FREMONT, Calif. Credence Systems Corp., a seller of semiconductor test tools, is pushing to expand in the fast-growing Chinese semiconductor manufacturing industry. The company is involved in several joint ventures with the Chinese government or with chip manufacturers, and is targeting the rapidly expanding segment of independent assembly and test houses.
"Historically, China has been a small share of the Asian semiconductor manufacturing market, but we see it growing now as fast as any other segment in the region," said Mark Faust, director of business development at Credence. "What's really exciting for us is the growth in the nascent subcontractor manufacturing services industry."
Faust described two waves of chip-making development in China.

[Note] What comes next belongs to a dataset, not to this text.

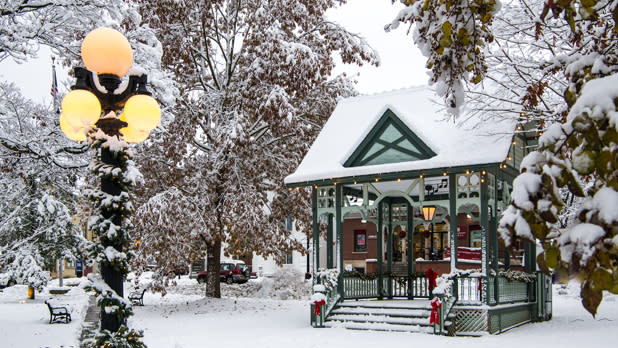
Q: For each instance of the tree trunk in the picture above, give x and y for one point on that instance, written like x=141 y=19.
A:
x=213 y=259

The first was characterized by joint ventures sponsored by the Chinese government, whereby American, Japanese and European chip companies were encouraged to open fabrication facilities in mainland China, enticed by generous tax incentives and cheap labor costs. In return for providing human capital, China got an inside look at the advanced technology required to produce semiconductors, while the chip companies were granted access to China's massive market for consumer-electronics devices.
Faust said the Chinese are now starting to apply knowledge learned in the first wave to a second wave of chip-making infrastructure development, as evidenced by the opening of test and assembly houses. This latest market, which competes with other assembly and test operations on the basis of cost and throughput, is tailor-made for Credence, which claims the industry's lowest cost-of-test, according to Faust. With a foothold in this emerging market, Credence expects to see its tester sales swell as more fabs begin pumping out more chips in China over the next decade.
"Credence will definitely be able to sell over there, because they are strong in the low end of the test market," said Dan Hutcheson, president of VLSI Research Inc. (San Jose, Calif.). "The Chinese chip-manufacturing market is expanding, and we tend to see that come up first in the back end, such as assembly and test houses."
Hutcheson said the Chinese equipment market acquired more than $1 billion in tools last year. That's only about a quarter of purchases from Taiwan, but represents the bulk of the Asian regional market excluding Taiwan, South Korea and Japan. The total world market for chip-making equipment last year was some $26.5 billion, so China accounted for nearly 4 percent of that.
Credence currently garners half its revenue from sales in Asia. Counting sales to companies buying gear for use at facilities in China, Credence ships 60 percent of its systems to that country. "I'm pretty bullish on China," said Faust. "It doesn't have the volume of Taiwan, but its growth rate is much higher."